Member of the Maryland House of Delegates from the 29B district
- In office 1983–1994
- Preceded by: district established
- Succeeded by: John F. Slade III

Personal details
- Born: April 26, 1941 (age 85) Leonardtown, Maryland, U.S.
- Party: Democratic
- Children: 4
- Education: Mount St. Mary's University (BS) Columbus School of Law (JD)
- Occupation: Politician; lawyer;

Military service
- Allegiance: United States
- Branch/service: United States Marine Corps
- Years of service: 1966–1970

= J. Ernest Bell II =

American politician (born 1941)

J. Ernest Bell II (born April 26, 1941) is an American politician and lawyer. He served in the Maryland House of Delegates from 1983 to 1994, representing District 29B.

==Early life==
J. Ernest Bell II was born on April 26, 1941, in Leonardtown, Maryland. He graduated from St. Mary's Ryken High School in 1959. Bell graduated from Mount St.
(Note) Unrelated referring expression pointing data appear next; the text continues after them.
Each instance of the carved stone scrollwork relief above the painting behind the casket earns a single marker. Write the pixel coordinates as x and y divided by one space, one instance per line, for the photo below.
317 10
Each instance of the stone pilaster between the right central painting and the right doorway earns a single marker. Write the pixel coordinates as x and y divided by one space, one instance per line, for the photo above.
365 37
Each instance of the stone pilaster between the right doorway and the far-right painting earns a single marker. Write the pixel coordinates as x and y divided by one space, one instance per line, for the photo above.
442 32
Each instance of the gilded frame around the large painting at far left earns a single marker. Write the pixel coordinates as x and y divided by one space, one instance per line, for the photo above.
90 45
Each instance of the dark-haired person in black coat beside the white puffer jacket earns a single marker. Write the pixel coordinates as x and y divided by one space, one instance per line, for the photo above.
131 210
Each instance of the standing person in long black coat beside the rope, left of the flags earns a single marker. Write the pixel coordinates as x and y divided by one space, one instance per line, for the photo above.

Mary's University with a Bachelor of Science in 1963. He graduated from the Columbus School of Law in Catholic University of America with a J.D. in 1966. He was admitted to the bar in Maryland in 1970.

==Career==
Bell served as a captain in the U.S. Marine Corps from 1966 to 1970. He received a Navy Achievement Medal. He then worked as an attorney.

Bell served as a member of the Maryland House of Delegates, representing District 29B and St. Mary's County, Maryland from 1983 to 1994. He was a Democrat.

==Personal life==
Bell is married and has four children.